Les drones français convoités par Kiev pour la guerre en Ukraine présentent des caractéristiques particulières que nous vous présentons
International

Les drones français convoités par Kiev pour la guerre en Ukraine présentent des caractéristiques particulières que nous vous présentons

Rob Laurens

Une déclaration d’intention historique a été signée lundi entre les présidents ukrainien et français. Volodymyr Zelensky et Emmanuel Macron ont convenu que Kiev procèderait à l’acquisition de chasseurs Rafale, de systèmes de défense aérienne modernes et de drones fabriqués en France. Un forum consacré aux drones franco-ukrainiens s’est tenu le même jour, mettant en avant plusieurs entreprises françaises positionnées pour remporter ces contrats.

Delair, Harmattan AI et Alta-Ares figurent parmi les sociétés prêtes à augmenter massivement leur production. Ces jeunes entreprises proposent différentes catégories de drones déjà testés en Ukraine. Les intercepteurs constituent une première famille, conçus pour détruire d’autres drones ou des bombes aériennes. Le modèle d’Alta-Ares, équipé d’intelligence artificielle, s’avère particulièrement efficace contre les shahed iraniens utilisés par la Russie.
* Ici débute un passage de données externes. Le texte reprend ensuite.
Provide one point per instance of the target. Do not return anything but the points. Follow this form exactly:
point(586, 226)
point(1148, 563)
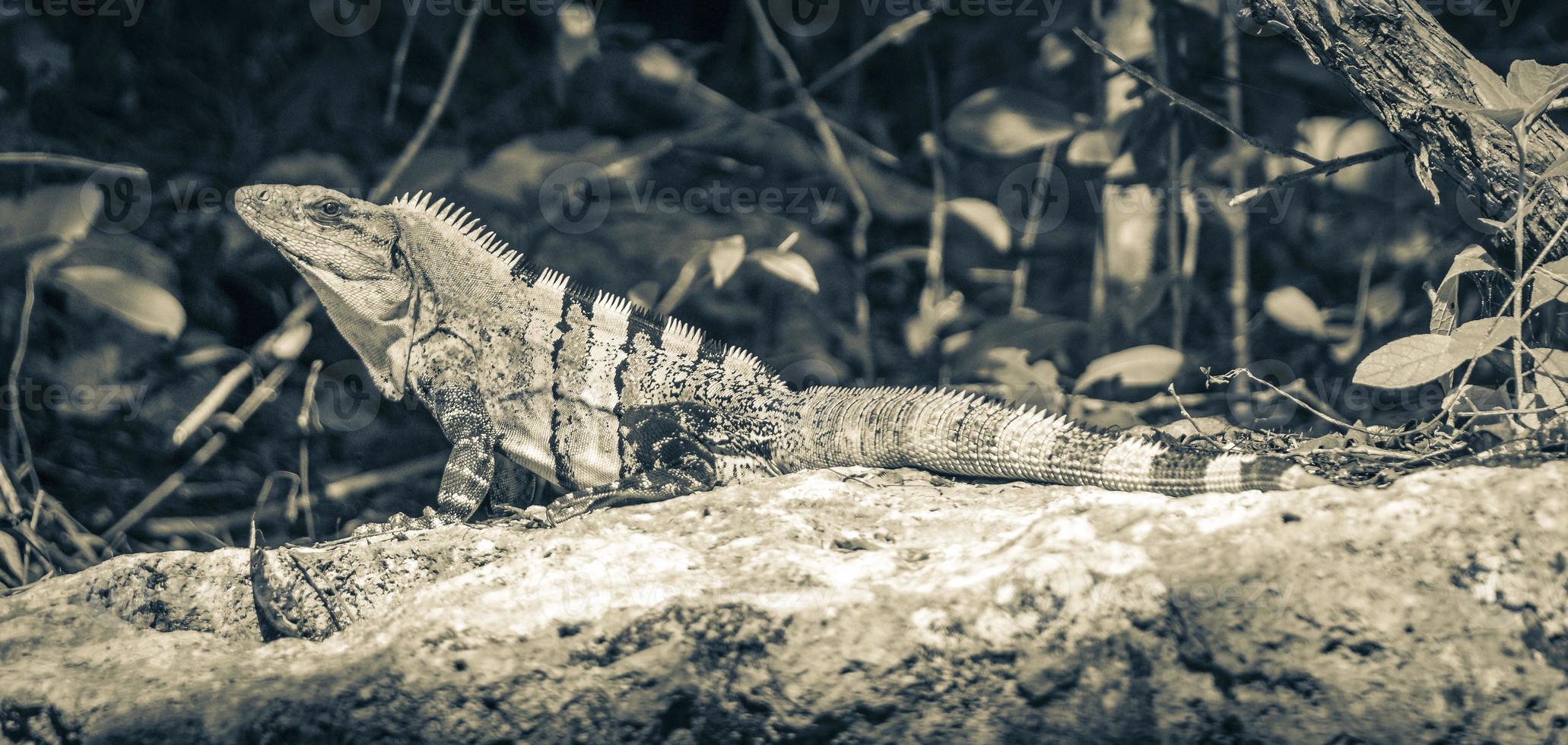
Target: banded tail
point(965, 435)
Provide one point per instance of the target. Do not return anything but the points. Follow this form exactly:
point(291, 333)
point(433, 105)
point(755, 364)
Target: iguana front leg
point(671, 449)
point(469, 468)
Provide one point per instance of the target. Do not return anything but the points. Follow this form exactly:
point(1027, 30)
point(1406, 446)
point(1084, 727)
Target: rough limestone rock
point(852, 606)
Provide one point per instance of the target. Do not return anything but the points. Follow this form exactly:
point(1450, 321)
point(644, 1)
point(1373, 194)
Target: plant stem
point(1519, 275)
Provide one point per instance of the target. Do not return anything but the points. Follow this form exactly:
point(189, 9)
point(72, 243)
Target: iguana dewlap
point(618, 407)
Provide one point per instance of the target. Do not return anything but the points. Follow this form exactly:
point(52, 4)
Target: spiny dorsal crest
point(459, 225)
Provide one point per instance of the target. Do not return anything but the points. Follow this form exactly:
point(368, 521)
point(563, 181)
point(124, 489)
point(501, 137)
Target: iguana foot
point(400, 523)
point(534, 516)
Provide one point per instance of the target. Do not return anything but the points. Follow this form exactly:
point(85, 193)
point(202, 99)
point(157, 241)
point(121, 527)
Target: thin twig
point(1319, 170)
point(264, 392)
point(866, 146)
point(1316, 411)
point(1026, 243)
point(13, 501)
point(54, 159)
point(1100, 253)
point(398, 60)
point(899, 33)
point(344, 488)
point(1519, 286)
point(1220, 121)
point(212, 402)
point(308, 424)
point(449, 79)
point(1164, 40)
point(1241, 243)
point(21, 448)
point(840, 165)
point(1189, 256)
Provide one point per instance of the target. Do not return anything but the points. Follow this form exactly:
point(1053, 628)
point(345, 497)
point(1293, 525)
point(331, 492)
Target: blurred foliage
point(995, 153)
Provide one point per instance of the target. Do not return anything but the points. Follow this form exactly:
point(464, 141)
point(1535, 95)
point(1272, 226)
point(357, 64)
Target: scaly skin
point(618, 407)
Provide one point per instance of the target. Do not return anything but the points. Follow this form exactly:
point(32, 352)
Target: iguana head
point(348, 252)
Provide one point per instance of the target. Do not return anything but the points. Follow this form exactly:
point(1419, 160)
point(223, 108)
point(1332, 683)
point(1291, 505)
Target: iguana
point(620, 407)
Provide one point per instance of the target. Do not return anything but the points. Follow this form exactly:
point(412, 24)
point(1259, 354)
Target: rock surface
point(852, 606)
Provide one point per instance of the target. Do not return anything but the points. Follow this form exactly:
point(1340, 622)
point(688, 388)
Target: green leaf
point(1097, 147)
point(1506, 116)
point(1490, 88)
point(1383, 305)
point(725, 258)
point(135, 300)
point(1407, 363)
point(1457, 106)
point(987, 218)
point(1296, 311)
point(1550, 391)
point(1545, 100)
point(1144, 366)
point(1008, 121)
point(11, 556)
point(1445, 302)
point(1559, 166)
point(60, 211)
point(1529, 79)
point(1482, 336)
point(786, 265)
point(1550, 283)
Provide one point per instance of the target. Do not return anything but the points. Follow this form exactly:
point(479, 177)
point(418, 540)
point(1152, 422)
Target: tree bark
point(1398, 60)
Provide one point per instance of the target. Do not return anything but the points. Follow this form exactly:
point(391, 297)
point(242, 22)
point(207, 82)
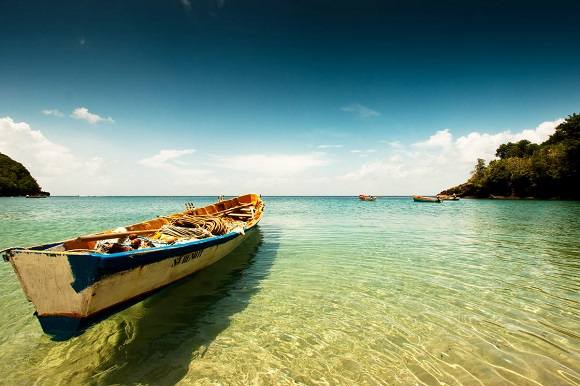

D’autres variantes complètent la gamme disponible. Les drones d’attaque larguent des charges explosives, tandis que les drones de reconnaissance détectent les cibles ennemies. Certains appareils combinent ces trois fonctionnalités en pouvant intercepter, percuter et engager simultanément.

La fabrication s’effectue entièrement en France, avec des installations en Charente-Maritime et à Toulouse. Ces entreprises soulignent leur présence opérationnelle directe sur le terrain. Alta-Ares a notamment établi un bureau d’études à Kiev, facilitant les échanges constants avec l’armée ukrainienne pour adapter et améliorer continuellement ses appareils face à l’obsolescence technologique rapide.

L’accord parisien vise une augmentation majeure des volumes de production. Le secteur français des drones ambitionne de passer de plusieurs centaines d’appareils livrés actuellement à plusieurs dizaines de milliers. Cette expansion doit aussi construire une base industrielle nationale robuste, privilégiant les innovations en intelligence artificielle, avant de proposer ces technologies à d’autres nations alliées.